I don’t even like celebrating my own birthday. And don’t even get me started on having my photo taken.
I’m weird, I know.
Now, put me behind the bar…..I’m a different person altogether. I adapt. I can talk to anyone about anything, and I can give, and receive, banter of the highest order to even the most outrageous. I am unoffenable. I even make people laugh! And I’m never, ever frightened to tell someone to fuck off when needed. I’m straight talking and tell it how it is. Outwardly.
My pub community is used to me dicking around, not taking life too seriously. They would never believe what goes on inside my head, or behind my front door when I get home. I long for silence, for dark rooms and quiet spaces where I can just sit with my own thoughts.
You read all the time about actors and musicians, artists who are crippled by stage fright, introverted by nature, those who were the painfully shy kids at school. But once on their stage, they become a completely different persona.
The bar is like my stage.
Take David Bowie. Notoriously shy, his struggles with social anxiety are well documented. Assuming his famous alter ego Ziggy Stardust just to get through performances.
Kurt cobain, Bob Dylan, Prince, Jimi fucking Hendricks. There’s a list as long as your arm. All notably introverted.
(Please note, I am not comparing myself with these absolute legends of our time. But I do know some way of how difficult this must have been for them.)
I have a little saying.
There are two types of people in the world. Dog people and cat people.
Now, this doesn’t mean whether you prefer dogs or cats. That doesn’t even come into it. Dog people love everyone immediately. They thrive off the attention of others. Unashamedly they see the very best in everyone they meet. And they’d do anything for a biscuit.

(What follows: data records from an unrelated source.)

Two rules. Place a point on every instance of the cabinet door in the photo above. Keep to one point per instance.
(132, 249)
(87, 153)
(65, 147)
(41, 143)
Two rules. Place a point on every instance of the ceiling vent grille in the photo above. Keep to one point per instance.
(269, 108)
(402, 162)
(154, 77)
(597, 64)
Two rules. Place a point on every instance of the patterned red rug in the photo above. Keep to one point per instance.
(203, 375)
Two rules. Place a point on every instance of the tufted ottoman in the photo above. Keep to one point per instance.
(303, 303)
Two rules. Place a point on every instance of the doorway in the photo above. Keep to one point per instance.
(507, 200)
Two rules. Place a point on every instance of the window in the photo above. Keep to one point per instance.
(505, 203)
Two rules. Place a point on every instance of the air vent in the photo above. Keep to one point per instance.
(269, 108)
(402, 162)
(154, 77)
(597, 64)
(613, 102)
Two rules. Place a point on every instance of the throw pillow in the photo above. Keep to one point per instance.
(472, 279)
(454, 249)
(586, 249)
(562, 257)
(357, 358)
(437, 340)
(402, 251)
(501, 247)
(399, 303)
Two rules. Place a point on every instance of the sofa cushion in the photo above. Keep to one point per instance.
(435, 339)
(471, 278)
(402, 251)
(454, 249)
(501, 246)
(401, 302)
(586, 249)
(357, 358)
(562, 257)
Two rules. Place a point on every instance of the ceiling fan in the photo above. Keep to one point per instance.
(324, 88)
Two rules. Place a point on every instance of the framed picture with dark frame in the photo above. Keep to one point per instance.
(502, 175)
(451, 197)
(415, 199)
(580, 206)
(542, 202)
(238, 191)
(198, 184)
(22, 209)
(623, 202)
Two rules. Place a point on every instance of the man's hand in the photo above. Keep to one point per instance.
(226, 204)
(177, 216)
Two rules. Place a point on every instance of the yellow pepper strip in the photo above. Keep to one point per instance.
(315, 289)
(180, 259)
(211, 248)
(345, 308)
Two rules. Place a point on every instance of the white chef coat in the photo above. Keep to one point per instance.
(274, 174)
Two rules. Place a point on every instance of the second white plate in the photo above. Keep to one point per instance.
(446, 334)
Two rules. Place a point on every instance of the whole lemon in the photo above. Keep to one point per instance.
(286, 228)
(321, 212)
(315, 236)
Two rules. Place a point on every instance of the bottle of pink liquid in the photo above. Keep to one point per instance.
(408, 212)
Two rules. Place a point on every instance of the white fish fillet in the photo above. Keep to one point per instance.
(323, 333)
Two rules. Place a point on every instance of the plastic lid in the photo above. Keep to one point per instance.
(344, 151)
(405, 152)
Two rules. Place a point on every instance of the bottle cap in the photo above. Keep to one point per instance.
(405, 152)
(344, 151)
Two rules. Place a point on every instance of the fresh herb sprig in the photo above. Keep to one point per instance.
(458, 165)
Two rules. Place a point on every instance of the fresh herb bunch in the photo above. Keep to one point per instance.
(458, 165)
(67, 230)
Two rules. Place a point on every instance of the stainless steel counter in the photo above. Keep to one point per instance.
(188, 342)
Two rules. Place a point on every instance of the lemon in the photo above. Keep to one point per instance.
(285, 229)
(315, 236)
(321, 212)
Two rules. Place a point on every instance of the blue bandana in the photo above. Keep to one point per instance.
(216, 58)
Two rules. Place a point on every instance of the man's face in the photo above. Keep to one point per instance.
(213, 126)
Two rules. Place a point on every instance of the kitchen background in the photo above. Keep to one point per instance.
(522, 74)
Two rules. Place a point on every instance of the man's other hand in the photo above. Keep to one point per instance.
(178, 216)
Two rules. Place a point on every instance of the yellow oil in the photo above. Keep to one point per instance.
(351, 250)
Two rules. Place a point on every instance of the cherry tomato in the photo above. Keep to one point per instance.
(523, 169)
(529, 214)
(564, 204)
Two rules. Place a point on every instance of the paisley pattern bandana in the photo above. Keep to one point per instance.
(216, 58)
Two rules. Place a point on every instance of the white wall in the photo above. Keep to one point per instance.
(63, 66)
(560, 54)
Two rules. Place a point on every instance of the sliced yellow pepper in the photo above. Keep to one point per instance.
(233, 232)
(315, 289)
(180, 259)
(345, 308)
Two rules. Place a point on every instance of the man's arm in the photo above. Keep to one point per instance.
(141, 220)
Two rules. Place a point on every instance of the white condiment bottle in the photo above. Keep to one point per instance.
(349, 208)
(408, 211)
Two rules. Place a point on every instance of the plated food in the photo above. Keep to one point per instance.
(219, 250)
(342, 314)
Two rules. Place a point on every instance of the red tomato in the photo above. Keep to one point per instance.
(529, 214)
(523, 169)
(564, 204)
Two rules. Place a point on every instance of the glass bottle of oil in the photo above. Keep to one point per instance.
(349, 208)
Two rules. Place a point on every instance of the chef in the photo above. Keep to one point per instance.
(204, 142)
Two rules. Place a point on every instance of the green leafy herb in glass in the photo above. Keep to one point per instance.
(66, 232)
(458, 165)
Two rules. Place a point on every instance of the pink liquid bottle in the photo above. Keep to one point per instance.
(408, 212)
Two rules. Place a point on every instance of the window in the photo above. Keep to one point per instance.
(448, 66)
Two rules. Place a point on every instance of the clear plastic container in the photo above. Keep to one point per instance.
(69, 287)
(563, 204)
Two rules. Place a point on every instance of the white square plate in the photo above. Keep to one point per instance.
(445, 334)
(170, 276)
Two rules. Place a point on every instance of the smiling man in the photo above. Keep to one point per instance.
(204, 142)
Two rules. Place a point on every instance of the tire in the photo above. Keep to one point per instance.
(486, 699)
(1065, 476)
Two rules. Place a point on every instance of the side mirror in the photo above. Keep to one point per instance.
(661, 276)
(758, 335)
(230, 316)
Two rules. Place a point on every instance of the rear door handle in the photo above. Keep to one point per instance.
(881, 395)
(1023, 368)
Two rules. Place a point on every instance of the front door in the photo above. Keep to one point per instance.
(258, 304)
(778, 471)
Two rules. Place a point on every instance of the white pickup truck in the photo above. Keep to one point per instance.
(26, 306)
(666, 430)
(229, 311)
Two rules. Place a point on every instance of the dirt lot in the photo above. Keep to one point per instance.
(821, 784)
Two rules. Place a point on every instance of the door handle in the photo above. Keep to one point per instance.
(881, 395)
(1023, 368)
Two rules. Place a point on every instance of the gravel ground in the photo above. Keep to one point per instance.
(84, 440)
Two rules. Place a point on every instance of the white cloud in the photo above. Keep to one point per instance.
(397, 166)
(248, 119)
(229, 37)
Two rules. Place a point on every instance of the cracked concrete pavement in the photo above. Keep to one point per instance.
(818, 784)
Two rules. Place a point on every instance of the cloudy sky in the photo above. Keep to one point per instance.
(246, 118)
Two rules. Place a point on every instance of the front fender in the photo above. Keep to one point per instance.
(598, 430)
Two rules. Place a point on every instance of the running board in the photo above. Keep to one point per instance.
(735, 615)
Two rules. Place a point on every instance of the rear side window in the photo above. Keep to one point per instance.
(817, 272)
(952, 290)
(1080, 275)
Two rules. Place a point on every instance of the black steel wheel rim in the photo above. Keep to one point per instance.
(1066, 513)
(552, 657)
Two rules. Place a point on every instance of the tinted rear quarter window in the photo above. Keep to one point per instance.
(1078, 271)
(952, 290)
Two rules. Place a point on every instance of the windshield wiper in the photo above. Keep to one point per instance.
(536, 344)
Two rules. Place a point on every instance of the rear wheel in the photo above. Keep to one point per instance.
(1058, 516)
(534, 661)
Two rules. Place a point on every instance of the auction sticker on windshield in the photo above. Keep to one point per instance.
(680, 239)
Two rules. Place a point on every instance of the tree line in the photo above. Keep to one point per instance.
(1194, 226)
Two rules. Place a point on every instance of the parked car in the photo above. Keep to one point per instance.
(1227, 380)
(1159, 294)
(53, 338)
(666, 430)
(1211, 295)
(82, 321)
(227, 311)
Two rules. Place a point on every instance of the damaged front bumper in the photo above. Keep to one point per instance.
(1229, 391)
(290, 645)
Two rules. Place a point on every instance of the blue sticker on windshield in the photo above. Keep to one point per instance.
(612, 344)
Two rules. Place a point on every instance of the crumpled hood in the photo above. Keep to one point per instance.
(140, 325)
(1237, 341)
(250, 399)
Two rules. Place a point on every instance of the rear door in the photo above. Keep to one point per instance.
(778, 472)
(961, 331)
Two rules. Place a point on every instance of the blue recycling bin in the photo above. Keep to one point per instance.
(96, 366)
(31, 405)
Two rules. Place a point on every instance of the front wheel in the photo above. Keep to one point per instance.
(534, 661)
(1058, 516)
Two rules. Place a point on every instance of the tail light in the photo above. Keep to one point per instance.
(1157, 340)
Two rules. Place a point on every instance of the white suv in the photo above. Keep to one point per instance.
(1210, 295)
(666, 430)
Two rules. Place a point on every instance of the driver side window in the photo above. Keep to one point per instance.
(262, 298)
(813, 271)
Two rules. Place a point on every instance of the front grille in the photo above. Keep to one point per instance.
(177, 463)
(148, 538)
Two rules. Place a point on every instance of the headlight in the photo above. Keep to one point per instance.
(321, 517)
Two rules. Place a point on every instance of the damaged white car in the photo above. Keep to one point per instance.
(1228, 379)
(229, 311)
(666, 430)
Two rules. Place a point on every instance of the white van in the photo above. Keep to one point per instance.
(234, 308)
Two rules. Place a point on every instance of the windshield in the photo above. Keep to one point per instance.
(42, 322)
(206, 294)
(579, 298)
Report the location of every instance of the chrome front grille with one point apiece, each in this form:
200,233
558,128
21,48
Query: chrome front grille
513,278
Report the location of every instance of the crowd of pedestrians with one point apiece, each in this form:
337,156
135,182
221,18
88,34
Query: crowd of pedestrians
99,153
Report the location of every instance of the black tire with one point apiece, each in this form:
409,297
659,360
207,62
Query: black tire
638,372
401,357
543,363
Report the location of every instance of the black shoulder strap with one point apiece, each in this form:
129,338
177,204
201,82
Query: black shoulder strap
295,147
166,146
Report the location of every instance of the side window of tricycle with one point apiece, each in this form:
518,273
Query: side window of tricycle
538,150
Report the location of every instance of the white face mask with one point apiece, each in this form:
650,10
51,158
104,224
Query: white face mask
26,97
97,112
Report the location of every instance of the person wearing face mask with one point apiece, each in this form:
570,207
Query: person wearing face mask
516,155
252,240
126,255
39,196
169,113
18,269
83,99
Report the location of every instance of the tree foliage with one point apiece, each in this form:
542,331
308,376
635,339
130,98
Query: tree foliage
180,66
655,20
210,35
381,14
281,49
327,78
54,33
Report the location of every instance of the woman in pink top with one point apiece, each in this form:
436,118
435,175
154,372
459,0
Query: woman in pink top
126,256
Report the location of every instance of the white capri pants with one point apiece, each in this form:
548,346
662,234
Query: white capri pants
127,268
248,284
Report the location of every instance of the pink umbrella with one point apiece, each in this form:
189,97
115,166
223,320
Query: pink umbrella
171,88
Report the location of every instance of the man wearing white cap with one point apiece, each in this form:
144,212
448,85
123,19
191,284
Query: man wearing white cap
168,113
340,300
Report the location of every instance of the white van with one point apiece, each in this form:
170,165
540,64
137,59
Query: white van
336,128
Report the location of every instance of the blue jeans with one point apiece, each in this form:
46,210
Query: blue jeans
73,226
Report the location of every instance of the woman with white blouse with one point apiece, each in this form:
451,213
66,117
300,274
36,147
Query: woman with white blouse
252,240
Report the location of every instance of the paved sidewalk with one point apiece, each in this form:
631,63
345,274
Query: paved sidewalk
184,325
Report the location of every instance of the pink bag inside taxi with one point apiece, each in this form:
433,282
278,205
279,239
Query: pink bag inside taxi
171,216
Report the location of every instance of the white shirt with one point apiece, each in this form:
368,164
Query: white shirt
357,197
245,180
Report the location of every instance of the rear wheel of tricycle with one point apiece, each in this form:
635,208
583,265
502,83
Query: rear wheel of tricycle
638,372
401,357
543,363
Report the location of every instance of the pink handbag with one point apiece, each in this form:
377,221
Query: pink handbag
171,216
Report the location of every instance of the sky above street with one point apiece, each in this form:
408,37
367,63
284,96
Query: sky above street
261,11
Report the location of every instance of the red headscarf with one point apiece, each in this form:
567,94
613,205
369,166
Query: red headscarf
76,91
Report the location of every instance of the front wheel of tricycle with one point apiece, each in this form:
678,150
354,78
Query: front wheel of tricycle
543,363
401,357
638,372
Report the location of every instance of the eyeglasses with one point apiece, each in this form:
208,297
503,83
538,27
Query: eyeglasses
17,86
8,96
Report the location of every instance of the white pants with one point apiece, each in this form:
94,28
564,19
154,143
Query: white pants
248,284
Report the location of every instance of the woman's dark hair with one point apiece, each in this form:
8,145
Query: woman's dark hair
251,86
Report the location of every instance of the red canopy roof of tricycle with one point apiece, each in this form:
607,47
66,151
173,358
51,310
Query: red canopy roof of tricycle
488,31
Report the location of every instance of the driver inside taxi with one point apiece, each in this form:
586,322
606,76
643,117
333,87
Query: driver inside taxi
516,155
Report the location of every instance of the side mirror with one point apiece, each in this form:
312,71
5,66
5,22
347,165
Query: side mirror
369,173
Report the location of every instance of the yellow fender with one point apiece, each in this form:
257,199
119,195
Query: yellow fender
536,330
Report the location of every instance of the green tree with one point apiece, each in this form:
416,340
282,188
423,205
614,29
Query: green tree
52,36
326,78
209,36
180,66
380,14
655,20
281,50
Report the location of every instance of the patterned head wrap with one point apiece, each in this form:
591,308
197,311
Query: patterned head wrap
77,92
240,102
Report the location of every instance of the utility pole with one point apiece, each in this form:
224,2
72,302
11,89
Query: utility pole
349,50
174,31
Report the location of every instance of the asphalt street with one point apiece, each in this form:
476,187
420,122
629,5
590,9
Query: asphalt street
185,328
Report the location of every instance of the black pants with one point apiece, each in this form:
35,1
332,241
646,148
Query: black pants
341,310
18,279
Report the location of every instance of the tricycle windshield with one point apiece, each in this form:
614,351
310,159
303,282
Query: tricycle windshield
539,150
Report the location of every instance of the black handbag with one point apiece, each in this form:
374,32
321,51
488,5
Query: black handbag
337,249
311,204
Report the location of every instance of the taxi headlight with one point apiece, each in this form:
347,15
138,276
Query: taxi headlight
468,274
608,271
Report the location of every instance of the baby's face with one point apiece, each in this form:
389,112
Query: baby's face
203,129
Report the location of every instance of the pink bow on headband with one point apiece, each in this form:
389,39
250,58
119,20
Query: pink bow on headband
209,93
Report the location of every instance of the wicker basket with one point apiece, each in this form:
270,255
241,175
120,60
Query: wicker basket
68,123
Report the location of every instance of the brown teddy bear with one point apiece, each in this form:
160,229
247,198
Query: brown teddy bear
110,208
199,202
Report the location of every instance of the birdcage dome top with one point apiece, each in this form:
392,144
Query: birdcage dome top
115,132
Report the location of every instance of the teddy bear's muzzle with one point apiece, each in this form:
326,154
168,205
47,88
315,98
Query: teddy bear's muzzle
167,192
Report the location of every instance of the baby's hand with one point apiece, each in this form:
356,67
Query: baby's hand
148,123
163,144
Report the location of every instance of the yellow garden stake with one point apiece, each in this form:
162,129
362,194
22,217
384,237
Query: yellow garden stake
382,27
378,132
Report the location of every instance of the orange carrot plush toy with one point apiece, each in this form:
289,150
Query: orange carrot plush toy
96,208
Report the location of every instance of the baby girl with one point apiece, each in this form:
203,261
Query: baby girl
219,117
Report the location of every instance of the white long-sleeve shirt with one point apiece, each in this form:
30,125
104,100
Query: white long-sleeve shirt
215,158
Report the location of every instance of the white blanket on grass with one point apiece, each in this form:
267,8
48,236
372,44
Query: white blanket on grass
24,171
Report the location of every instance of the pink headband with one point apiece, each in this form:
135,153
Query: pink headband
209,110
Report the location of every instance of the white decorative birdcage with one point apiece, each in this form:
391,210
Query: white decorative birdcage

Cat people are the very opposite. They don’t like anyone immediately, preferring to get to know them and sussing people out before they commit. Keeping their distance, looking for threats.
I am a cat.
This has actually stood me in good stead over the years. I’m happy on my own, an introvert’s prerogative, but the people that I have sussed out and deemed good and decent, I have kept close for many years.
I mate for life.
I have built a bubble and those that are inside it with me, stay forever.
The morning after our drunken London outing, the gremlins very nearly convinced me to delete my Substack. Who on earth wants to read anything that you have to say? You’re not that interesting, who the fuck do you think you are?
I nearly caved. I even hovered my thumb over the button.
So deep and dark was the hole that even ‘The Charlatans’ weren’t helping to bring me round.
Then I decided to come back to in a couple of days. Once the porcelain princess had finished with me.
That was a few weeks ago now.
I’m still here.
Writing about the gremlins who have now nearly dried off.
Ironically.
And yesterday I won £120 at the bookies.
Happy days.

I don’t know about anyone else, but I’m glad you didn’t hit that delete button.
Signed,
A Cat Person.
The morning-after cringe is practically the patron saint of writers.
Most of us hit “publish”, then wake up the next day thinking: Christ, what possessed me to say that out loud? The only difference now is the room has Wi-Fi.
Your bar persona versus quiet-at-home self makes perfect sense. Lots of people have a stage. Teachers, comedians, bartenders. Put them in front of people and they’re suddenly fearless. Take the stage away and they’re back in a dark room with a cup of tea and their own thoughts.
Also your cat/dog theory is spot on. Dog people trust everyone immediately. Cat people sit in the corner watching the room first. Writers tend to be cats.
The fact you nearly deleted the Substack is probably the best sign you should keep it. If it doesn’t make you wince slightly, it probably isn’t honest.
And frankly, winning £120 at the bookies straight after an existential wobble feels like the universe quietly saying: carry on.